I’m connecting to web service using Axis 1.4. This service signals error by responding with SOAP envelope with error description and HTTP status code 202. The response looks like that:
<soap:Envelope>
<soap:Body>
<TestResponse>
<TestResult>wrong format</TestResult>
</TestResponse>
</soap:Body>
</soap:Envelope>
The test response is described in WSDL:
<s:element name="TestResponse">
<s:complexType>
<s:sequence>
<s:element minOccurs="0" maxOccurs="1" name="TestResult" type="s:string"/>
</s:sequence>
</s:complexType>
</s:element>
So, in my opinion everything is OK. The problem is, I don’t get that error message with Axis generated stub, receiving null instead. As I debugged, I’ve found the line in HTTPSender class line 705:
if ((returnCode > 199) && (returnCode < 300)) {
if (returnCode == 202) {
return inp;
}
// SOAP return is OK - so fall through
}
It skips the code, that decodes SOAP envelope. So, finally, I’ve sent wrong request (it can be anything runtime, such as user password expired), I receive error description, but because I use Axis, I have no access to it and receive only null, which makes debugging very hard (the response I posted I’ve found using Wireshark).
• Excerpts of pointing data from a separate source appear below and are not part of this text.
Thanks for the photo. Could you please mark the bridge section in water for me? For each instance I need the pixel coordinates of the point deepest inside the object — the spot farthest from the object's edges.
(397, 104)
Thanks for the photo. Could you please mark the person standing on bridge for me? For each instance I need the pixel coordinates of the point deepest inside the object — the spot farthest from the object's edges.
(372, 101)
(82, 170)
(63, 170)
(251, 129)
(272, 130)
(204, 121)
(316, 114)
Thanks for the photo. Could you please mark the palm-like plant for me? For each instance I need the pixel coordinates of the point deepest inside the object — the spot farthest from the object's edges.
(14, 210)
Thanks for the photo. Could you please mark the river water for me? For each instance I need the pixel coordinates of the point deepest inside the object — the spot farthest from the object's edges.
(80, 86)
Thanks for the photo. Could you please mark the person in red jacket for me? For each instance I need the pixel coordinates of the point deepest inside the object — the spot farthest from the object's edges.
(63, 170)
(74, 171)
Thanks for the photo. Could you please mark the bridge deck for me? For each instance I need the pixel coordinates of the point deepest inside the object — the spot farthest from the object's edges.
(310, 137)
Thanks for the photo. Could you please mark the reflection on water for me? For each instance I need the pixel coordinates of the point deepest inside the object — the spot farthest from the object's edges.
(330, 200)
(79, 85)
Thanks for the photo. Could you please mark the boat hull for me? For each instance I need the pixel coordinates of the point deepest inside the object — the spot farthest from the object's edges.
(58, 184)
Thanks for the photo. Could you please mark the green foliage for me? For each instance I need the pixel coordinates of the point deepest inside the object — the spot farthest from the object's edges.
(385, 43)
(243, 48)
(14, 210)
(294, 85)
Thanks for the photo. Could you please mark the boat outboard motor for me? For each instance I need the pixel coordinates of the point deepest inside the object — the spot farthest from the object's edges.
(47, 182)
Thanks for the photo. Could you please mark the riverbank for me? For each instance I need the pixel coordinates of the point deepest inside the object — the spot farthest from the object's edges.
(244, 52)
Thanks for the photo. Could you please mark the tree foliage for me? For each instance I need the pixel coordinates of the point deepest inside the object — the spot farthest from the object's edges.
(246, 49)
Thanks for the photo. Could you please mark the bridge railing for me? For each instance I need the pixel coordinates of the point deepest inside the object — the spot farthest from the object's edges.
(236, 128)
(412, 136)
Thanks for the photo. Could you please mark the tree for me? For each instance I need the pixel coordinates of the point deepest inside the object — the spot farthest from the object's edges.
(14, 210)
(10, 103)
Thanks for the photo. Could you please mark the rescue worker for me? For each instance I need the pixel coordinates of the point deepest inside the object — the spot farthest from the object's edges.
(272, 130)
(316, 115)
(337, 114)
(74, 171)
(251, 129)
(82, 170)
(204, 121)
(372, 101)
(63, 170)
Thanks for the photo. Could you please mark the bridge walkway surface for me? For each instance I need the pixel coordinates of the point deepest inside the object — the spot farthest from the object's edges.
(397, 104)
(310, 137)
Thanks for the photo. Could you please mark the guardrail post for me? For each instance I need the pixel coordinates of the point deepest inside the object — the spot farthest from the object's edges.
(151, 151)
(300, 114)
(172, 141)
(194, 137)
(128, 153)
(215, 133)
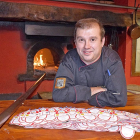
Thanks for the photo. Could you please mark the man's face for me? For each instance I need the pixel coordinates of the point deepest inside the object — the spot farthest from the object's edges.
(89, 44)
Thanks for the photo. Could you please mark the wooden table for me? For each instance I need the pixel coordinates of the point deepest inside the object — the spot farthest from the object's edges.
(12, 132)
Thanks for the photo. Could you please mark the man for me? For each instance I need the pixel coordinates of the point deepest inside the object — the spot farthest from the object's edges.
(91, 72)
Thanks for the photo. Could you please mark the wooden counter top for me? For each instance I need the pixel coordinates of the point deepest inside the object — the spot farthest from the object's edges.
(12, 132)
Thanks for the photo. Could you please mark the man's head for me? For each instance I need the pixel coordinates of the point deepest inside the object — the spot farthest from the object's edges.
(89, 39)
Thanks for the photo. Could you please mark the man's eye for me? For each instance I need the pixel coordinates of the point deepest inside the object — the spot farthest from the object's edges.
(92, 39)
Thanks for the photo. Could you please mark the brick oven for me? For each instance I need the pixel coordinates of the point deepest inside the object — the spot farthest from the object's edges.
(48, 43)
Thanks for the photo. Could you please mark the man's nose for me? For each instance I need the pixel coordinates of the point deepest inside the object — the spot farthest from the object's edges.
(87, 45)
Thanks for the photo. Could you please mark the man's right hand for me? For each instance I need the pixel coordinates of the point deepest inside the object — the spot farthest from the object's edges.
(95, 90)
My question is, is it bug or feature? Is the company that have made web service misusing HTTP status 202 or standard allows it and Axis is too primitive to support it? At best I would like to avoid coding communication manually using HttpClient from apache or anything similar….
That looks like a bug. The HTTP 202 Accepted status code is used to indicate that a request has been accepted, but further processing is required in order to complete it. The response should have a
Locationheader representing a callback that can be made to the service, to check the request status, and an optional body with a descriptive message.For a web service, I would expect that service implementors process the body response as long as its content matched the service contract (in this case the WSDL). But the implementors of Axis might have felt differently.
In any case, the vendor is incorrectly using 202 status codes to return errors, and that is a (big) part of the problem.